How Does Kubernetes Really Handle Networking? A Deep Dive

Container‑to‑Container Networking

Kubernetes runs distributed clusters, making networking a core component. In Linux each process runs in a network namespace that provides its own routing, firewall rules, and network devices, effectively giving every namespace a separate network stack.

Network namespaces can be created with the ip command, e.g.: $ ip netns add ns1 The namespace appears under /var/run/netns and can be listed with:

$ ls /var/run/netns
ns1
$ ip netns list
ns1

Docker implements a pod as a group of containers sharing a network namespace, so all containers in a pod have the same IP address and can reach each other via localhost.

The root network namespace connects to each pod’s namespace via a virtual Ethernet (veth) pair. One end of the pair is placed in the root namespace, the other in the pod’s namespace, and a Linux bridge links all veth ends together.

Pod‑to‑Pod Networking

Each pod receives a unique IP address and communicates directly with other pods. On the same node, pods are linked through veth pairs and a bridge (cbr0). The bridge learns MAC addresses via ARP and forwards frames accordingly.

When a pod sends a packet, it travels from its eth0 to the veth pair, reaches the bridge, and the bridge forwards it to the destination pod’s veth pair, ultimately arriving at the destination pod’s eth0.

Across different nodes, each node is allocated a CIDR block for its pods. Packets destined for a pod’s IP are routed to the node that owns the corresponding CIDR, then delivered via the same bridge/veth mechanism.

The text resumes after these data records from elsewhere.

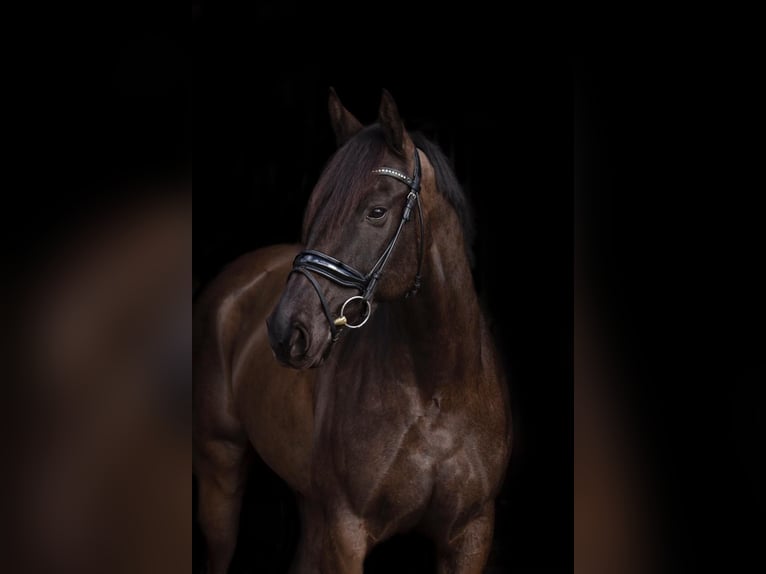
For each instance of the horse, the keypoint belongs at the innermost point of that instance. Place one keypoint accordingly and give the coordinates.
(379, 395)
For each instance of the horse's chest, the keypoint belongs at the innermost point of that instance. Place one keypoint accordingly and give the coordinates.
(402, 470)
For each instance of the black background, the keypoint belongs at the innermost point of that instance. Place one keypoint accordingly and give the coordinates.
(262, 136)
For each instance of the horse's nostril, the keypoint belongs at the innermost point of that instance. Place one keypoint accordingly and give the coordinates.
(299, 342)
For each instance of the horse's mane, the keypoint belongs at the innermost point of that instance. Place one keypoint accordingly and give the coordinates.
(353, 163)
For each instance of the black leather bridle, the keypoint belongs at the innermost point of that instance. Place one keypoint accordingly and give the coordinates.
(310, 261)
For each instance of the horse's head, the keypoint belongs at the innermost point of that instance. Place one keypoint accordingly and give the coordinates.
(363, 232)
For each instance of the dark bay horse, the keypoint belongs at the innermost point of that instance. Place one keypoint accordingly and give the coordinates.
(405, 421)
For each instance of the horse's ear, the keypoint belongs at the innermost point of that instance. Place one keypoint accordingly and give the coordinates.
(393, 126)
(344, 124)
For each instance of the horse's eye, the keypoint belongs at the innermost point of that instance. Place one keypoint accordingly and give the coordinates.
(376, 212)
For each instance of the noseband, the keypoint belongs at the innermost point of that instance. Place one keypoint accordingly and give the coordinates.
(309, 262)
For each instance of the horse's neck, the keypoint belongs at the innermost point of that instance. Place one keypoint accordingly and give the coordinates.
(444, 319)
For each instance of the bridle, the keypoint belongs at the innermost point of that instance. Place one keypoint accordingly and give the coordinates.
(310, 261)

Pod‑to‑Service Communication

Kubernetes Service objects provide a stable virtual IP (ClusterIP) that load‑balances traffic to a set of pods. The kube‑proxy component programs iptables (or IPVS) rules so that packets sent to the Service VIP are DNAT‑ed to a selected pod IP.

netfilter and iptables

iptables uses the netfilter framework to rewrite packet headers. When a Service is created, kube‑proxy adds rules that match the Service VIP, select a backend pod, and change the destination IP to that pod’s IP. The conntrack subsystem records the mapping so that return traffic is rewritten back to the Service VIP.

IPVS

IPVS, built on netfilter, provides kernel‑level load balancing with hash tables for higher scalability. When kube‑proxy runs in IPVS mode, a virtual IPVS interface is created per Service, and IPVS servers are added for each backend pod.

External Traffic to Services

To expose services outside the cluster, two common approaches are used: LoadBalancer services and Ingress controllers.

LoadBalancer

In cloud environments (e.g., AWS), a LoadBalancer service creates a cloud load balancer that forwards traffic to node ports. iptables on each node then routes the traffic to the appropriate pod, with conntrack handling return‑path NAT.

Ingress Controller

An Ingress object provides HTTP/HTTPS routing based on URL paths. The Ingress controller creates an external load balancer (e.g., AWS ALB) that forwards traffic to node ports, where iptables again directs it to the correct pod.

Summary

The Kubernetes networking model ties together Linux network namespaces, virtual Ethernet devices, bridges, iptables/IPVS, and cloud load‑balancing components to enable container‑to‑container, pod‑to‑pod, pod‑to‑service, and external traffic flows. While the topic is broad, this overview provides a foundation for deeper exploration.